Doora-Barefield, senior hurling champions
The 1998 county
For most of the 20th century Doora-Barefield was a junior and intermediate club. Then in 1998 they won the Clare senior hurling championship — the Canon Hamilton Cup — beating Wolfe Tones in the county final. They went on to a Munster club final the following spring. The Tuohy and McMahon names were on team-sheets either side of that win. The pitch is a small one and the dressing rooms are smaller, but the parish has not forgotten what it did, and would tell you so given half a chance.

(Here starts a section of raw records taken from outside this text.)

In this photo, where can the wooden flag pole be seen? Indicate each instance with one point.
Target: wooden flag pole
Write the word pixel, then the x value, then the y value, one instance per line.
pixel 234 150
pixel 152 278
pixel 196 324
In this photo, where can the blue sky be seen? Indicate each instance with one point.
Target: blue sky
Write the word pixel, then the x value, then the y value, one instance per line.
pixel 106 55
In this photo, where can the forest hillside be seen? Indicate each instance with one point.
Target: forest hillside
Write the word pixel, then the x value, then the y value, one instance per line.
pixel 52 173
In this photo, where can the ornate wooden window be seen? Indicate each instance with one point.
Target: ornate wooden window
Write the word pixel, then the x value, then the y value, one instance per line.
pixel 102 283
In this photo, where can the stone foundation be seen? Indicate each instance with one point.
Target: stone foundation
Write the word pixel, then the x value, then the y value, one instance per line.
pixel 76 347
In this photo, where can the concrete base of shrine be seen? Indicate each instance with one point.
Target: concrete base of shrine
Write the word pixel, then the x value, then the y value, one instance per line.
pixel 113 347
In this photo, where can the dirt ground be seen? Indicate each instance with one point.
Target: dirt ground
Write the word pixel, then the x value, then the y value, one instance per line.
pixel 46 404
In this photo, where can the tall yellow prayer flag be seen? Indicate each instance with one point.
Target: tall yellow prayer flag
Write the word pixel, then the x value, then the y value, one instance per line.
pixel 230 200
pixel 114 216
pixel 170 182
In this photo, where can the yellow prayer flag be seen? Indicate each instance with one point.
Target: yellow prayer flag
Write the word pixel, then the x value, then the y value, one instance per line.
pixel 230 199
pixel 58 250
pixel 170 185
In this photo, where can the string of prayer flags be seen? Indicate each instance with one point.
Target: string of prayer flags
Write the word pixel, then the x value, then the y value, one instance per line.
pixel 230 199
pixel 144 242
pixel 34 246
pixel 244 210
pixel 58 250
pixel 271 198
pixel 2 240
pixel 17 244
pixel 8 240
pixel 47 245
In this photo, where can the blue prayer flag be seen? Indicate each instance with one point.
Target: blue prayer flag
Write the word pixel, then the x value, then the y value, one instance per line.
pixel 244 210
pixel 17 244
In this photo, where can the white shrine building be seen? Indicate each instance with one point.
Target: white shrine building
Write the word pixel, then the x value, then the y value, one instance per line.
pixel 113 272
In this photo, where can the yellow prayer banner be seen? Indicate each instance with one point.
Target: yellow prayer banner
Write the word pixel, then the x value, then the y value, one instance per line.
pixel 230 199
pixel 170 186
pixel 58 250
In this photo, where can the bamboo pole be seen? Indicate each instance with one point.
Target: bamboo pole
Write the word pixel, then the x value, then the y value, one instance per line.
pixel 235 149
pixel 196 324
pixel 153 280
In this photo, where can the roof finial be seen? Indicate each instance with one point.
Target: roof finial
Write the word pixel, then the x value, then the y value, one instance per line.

The older half of the parish
Doora
A kilometre east of Barefield, on a low rise above Ballyalla Lough, the ruined medieval church and graveyard at Doora mark a foundation older than the village. Local tradition gives it to a 7th-century saint; the surviving fabric is later, probably 13th or 14th century. The graveyard is still in use. There is no visitor centre, no signage, and no car park beyond a wide bit of verge — which, depending on who you ask, is either the problem or the point.
When the road stopped coming through
The bypass
The N18 used to run straight through Barefield on its way from Ennis to Gort and Galway. In the 2010s the M18 motorway opened a field to the east, and the through-traffic vanished overnight. The village lost a petrol station, a couple of small businesses and most of its noise. What it kept was the church, the school, the hall and the pitch — which, the older parishioners will tell you, was the whole village to begin with.